Se cumprissem, a Igreja Católica não
estaria enfrentando, no Brasil, as dificuldades de todos conhecidas e admitidas até pela sua própria cúpula. Vão
do crescimento de outros braços do
cristianismo e de seitas que têm mais
de comércio do que de fé ao aumento
do que o cardeal Eugenio Salles chamou de "falsos católicos".
Afinal, o papa já esteve duas vezes
no Brasil, com o enorme sucesso de
público que se repetiu ontem, à chegada para a terceira visita. Milhões de
brasileiros participaram de atos públicos a que o pontífice compareceu em
cada uma de suas estadas anteriores.
O que ficou delas? Um aumento no
número de fiéis? Parece pouco provável. Um aprofundamento da fé, ao
menos da ortodoxia rígida de que
João Paulo 2º é férreo defensor? Mais
improvável ainda, a julgar pelos dados da pesquisa Datafolha publicada
em caderno especial deste jornal, na
semana passada.
Uma maior consciência em torno da
necessidade de abrandar, ao menos, a
dívida social, uma cobrança que a
igreja faz há mais de um século, desde
que Leão 13 lançou a encíclica "Rerum Novarum"? Também improvável.

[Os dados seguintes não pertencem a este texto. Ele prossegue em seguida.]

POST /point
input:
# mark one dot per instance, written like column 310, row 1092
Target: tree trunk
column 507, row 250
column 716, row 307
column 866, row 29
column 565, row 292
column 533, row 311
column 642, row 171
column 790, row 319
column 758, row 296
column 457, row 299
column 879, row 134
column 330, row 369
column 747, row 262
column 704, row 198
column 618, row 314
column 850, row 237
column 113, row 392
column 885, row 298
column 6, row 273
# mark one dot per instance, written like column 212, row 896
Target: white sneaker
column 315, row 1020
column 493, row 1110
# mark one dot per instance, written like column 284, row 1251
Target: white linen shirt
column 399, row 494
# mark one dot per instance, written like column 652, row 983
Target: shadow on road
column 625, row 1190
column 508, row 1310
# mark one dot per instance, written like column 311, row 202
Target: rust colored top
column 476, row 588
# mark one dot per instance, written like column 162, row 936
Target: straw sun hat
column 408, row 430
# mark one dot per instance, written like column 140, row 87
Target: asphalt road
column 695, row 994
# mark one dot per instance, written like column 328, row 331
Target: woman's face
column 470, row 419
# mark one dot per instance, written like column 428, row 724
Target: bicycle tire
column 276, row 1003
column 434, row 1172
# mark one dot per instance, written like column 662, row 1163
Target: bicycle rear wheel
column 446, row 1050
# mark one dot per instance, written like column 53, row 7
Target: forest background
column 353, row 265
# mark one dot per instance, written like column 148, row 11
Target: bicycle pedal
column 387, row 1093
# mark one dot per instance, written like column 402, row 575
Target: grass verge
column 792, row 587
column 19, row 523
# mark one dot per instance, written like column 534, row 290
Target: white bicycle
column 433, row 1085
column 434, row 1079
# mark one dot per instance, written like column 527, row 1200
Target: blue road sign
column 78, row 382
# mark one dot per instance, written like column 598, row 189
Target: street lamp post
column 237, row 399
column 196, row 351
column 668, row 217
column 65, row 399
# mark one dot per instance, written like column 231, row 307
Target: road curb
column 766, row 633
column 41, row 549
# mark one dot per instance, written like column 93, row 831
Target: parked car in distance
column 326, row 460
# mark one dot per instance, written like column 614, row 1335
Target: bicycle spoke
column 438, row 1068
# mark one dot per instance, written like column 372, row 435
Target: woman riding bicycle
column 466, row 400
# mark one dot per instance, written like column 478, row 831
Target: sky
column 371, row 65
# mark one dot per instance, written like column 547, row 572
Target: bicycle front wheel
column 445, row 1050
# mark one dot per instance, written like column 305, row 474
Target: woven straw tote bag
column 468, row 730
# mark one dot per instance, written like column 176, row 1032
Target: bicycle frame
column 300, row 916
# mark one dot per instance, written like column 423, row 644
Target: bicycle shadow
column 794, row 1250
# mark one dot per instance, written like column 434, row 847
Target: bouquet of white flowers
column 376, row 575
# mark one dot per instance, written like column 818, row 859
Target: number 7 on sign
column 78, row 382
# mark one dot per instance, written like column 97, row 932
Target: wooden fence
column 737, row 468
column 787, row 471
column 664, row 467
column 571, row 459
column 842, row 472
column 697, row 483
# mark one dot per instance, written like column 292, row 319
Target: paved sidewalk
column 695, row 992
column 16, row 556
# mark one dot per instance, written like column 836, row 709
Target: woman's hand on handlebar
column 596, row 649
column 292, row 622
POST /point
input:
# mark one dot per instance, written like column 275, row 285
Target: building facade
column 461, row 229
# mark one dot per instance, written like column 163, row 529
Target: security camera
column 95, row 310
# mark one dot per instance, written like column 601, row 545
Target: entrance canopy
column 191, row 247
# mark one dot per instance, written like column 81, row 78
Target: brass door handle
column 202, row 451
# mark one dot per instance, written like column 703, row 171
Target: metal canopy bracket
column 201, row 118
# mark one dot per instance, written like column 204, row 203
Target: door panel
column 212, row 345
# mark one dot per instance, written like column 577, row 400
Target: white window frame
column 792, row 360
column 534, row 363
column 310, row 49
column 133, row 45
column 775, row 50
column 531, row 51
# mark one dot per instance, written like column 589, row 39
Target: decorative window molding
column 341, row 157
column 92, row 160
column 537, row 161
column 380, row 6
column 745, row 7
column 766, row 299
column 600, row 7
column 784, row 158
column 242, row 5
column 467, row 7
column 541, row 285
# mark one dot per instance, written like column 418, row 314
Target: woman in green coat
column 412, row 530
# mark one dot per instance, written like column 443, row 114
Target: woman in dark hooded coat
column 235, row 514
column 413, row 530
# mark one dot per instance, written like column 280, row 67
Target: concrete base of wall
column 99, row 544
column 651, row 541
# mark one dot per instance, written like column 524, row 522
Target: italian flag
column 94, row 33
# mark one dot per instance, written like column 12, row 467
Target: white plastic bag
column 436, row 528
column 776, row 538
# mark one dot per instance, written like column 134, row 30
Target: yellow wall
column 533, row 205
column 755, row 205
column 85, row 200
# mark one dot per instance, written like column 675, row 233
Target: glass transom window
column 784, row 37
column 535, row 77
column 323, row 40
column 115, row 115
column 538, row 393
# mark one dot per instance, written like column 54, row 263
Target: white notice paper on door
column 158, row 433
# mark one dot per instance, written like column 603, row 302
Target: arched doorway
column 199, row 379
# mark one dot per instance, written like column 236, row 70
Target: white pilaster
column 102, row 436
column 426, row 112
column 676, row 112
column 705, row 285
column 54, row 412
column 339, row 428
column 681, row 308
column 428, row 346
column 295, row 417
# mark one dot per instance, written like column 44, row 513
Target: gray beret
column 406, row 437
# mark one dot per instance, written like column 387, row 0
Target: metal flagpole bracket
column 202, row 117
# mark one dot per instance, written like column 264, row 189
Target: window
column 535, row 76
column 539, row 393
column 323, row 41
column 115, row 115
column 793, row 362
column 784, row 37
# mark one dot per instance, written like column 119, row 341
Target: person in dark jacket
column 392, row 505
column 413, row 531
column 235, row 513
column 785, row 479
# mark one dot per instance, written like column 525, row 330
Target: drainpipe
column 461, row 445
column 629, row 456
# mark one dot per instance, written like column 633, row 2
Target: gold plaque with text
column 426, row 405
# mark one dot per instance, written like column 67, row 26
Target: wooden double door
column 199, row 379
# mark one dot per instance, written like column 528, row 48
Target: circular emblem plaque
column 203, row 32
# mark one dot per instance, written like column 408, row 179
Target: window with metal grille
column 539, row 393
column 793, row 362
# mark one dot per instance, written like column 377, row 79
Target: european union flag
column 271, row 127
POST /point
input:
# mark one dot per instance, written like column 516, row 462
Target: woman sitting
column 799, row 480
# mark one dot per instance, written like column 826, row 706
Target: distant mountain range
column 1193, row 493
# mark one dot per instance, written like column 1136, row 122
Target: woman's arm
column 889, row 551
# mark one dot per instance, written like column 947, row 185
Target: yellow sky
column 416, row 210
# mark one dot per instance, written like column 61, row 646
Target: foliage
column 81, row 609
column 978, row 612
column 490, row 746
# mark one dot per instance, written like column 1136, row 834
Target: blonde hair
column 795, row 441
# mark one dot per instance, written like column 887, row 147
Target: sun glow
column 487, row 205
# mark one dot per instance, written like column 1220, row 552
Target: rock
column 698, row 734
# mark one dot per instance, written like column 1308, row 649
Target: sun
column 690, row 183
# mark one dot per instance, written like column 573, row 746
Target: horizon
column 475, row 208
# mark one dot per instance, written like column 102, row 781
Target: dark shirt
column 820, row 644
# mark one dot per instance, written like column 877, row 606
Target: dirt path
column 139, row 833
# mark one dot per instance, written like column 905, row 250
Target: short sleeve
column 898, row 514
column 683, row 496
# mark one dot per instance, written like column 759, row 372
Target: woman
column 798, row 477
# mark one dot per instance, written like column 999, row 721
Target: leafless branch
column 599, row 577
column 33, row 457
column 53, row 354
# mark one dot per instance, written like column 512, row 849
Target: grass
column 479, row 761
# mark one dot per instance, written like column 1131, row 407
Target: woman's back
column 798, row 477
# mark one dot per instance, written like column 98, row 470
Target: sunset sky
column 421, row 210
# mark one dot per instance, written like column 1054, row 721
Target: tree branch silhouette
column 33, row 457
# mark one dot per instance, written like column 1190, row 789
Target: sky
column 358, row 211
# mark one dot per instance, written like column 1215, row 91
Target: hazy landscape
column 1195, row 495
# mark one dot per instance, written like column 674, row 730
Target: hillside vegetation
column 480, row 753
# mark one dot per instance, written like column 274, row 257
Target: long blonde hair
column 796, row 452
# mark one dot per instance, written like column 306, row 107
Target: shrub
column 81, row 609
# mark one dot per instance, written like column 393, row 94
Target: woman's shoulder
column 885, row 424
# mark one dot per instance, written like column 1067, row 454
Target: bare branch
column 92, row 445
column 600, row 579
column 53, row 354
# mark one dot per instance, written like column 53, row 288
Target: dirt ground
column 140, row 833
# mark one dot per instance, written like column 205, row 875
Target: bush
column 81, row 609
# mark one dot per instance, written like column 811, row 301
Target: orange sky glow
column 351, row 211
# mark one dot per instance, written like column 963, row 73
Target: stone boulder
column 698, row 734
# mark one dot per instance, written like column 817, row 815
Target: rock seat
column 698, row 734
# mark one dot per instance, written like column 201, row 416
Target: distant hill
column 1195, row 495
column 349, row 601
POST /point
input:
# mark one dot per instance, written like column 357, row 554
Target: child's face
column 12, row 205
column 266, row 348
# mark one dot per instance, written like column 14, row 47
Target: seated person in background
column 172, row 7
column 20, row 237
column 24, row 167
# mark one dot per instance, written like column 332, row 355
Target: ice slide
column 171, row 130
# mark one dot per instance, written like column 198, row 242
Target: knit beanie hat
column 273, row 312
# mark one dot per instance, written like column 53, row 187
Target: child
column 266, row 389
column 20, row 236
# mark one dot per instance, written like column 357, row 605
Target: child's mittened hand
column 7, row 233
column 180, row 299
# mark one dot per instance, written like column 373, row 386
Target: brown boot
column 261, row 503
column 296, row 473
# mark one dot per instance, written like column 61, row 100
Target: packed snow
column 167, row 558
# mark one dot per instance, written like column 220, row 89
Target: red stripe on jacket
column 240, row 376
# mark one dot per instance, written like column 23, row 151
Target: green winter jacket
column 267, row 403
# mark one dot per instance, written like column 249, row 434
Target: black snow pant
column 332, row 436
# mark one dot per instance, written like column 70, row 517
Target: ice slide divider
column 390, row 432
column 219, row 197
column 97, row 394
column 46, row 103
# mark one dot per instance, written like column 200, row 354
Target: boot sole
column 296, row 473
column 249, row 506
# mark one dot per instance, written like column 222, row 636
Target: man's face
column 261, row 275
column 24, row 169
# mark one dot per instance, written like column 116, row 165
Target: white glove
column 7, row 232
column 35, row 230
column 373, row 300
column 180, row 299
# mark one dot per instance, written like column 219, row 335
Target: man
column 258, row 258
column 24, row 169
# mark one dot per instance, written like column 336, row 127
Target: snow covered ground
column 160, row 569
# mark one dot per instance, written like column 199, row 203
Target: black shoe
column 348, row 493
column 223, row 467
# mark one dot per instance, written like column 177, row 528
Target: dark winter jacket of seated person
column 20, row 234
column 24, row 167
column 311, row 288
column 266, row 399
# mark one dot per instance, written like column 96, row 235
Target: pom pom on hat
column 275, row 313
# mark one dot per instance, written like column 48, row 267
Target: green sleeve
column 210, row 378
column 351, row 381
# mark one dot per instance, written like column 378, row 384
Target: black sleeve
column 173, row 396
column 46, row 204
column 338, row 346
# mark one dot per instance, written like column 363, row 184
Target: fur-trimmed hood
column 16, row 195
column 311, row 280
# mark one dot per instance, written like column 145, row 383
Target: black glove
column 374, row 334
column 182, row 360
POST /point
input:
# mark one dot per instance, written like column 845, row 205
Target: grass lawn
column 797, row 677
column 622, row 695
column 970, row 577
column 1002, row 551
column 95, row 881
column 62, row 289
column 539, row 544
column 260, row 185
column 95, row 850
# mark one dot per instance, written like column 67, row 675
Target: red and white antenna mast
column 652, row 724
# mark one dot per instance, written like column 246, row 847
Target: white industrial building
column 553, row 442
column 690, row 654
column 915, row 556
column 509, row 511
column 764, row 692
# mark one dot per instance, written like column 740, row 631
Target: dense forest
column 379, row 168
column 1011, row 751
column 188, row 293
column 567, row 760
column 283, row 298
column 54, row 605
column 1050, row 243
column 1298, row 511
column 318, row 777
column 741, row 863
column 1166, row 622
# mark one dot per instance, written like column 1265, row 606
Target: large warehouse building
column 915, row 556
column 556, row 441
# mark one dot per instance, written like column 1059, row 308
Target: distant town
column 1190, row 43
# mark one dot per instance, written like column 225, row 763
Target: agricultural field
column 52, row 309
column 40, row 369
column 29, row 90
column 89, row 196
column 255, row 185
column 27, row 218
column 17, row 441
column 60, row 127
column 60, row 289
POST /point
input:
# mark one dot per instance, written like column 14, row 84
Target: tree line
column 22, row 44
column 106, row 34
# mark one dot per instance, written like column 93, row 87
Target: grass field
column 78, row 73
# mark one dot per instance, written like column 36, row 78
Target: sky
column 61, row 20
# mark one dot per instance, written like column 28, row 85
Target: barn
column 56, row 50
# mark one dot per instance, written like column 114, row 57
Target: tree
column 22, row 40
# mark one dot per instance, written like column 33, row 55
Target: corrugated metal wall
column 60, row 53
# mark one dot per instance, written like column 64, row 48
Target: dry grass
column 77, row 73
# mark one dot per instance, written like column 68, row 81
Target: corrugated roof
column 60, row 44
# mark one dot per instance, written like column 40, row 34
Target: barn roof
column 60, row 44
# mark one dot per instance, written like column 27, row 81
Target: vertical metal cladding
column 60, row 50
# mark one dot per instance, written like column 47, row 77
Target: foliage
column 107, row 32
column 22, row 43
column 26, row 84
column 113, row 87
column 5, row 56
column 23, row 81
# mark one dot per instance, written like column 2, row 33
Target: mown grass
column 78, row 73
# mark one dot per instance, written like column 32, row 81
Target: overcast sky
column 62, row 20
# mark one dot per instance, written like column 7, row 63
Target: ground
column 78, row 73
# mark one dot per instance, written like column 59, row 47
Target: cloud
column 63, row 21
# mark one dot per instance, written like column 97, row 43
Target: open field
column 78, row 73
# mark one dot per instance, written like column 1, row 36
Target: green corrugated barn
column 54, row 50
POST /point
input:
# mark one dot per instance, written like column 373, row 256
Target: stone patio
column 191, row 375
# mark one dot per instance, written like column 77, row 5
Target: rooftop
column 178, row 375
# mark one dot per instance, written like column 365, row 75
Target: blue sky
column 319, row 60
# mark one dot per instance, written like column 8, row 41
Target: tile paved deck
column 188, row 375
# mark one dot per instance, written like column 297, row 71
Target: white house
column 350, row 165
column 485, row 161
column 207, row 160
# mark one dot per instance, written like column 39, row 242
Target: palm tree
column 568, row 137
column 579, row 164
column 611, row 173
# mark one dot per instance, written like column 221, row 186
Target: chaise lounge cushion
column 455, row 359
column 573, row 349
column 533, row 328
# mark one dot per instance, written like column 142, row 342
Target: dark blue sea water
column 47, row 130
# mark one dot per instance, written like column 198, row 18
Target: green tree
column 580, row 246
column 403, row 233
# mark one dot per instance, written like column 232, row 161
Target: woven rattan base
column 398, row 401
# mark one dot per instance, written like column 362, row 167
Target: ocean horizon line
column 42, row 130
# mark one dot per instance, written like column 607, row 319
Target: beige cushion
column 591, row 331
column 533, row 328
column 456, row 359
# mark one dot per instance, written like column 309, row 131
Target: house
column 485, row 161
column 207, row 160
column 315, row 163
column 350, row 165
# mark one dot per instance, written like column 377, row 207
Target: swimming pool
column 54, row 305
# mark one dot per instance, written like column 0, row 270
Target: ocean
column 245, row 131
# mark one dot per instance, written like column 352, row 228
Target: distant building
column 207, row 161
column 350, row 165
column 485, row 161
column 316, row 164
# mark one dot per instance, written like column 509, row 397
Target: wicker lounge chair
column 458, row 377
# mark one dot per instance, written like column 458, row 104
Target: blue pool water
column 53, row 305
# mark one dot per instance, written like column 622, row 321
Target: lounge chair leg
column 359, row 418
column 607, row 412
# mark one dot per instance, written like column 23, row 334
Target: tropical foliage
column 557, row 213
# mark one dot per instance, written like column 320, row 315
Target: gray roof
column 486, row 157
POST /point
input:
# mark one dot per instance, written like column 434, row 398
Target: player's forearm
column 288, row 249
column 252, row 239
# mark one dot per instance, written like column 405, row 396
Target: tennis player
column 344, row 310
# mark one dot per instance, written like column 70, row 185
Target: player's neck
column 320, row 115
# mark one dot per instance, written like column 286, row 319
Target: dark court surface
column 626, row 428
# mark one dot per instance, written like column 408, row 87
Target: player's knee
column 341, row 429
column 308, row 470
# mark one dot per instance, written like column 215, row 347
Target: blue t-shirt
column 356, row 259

Tanto que o próprio papa sentiu-se
compelido a tocar no assunto de novo,
no seu discurso de chegada.
É claro que seria acreditar em milagres, o que parece fora de moda pelo
menos, imaginar que a simples passagem de um papa por um país fosse suficiente para mudar-lhe a face. Nem
deve ser esse, suponho, o objetivo das
viagens papais.
De todo modo, seria razoável esperar ao menos que sua mensagem ficasse gravada com mais força, quando
dita ao vivo e em cores.
Não parece estar sendo assim. As visitas se transformam, na prática, em
um grande espetáculo pop, que termina, sem deixar consequências, quando
o avião papal levanta vôo de volta.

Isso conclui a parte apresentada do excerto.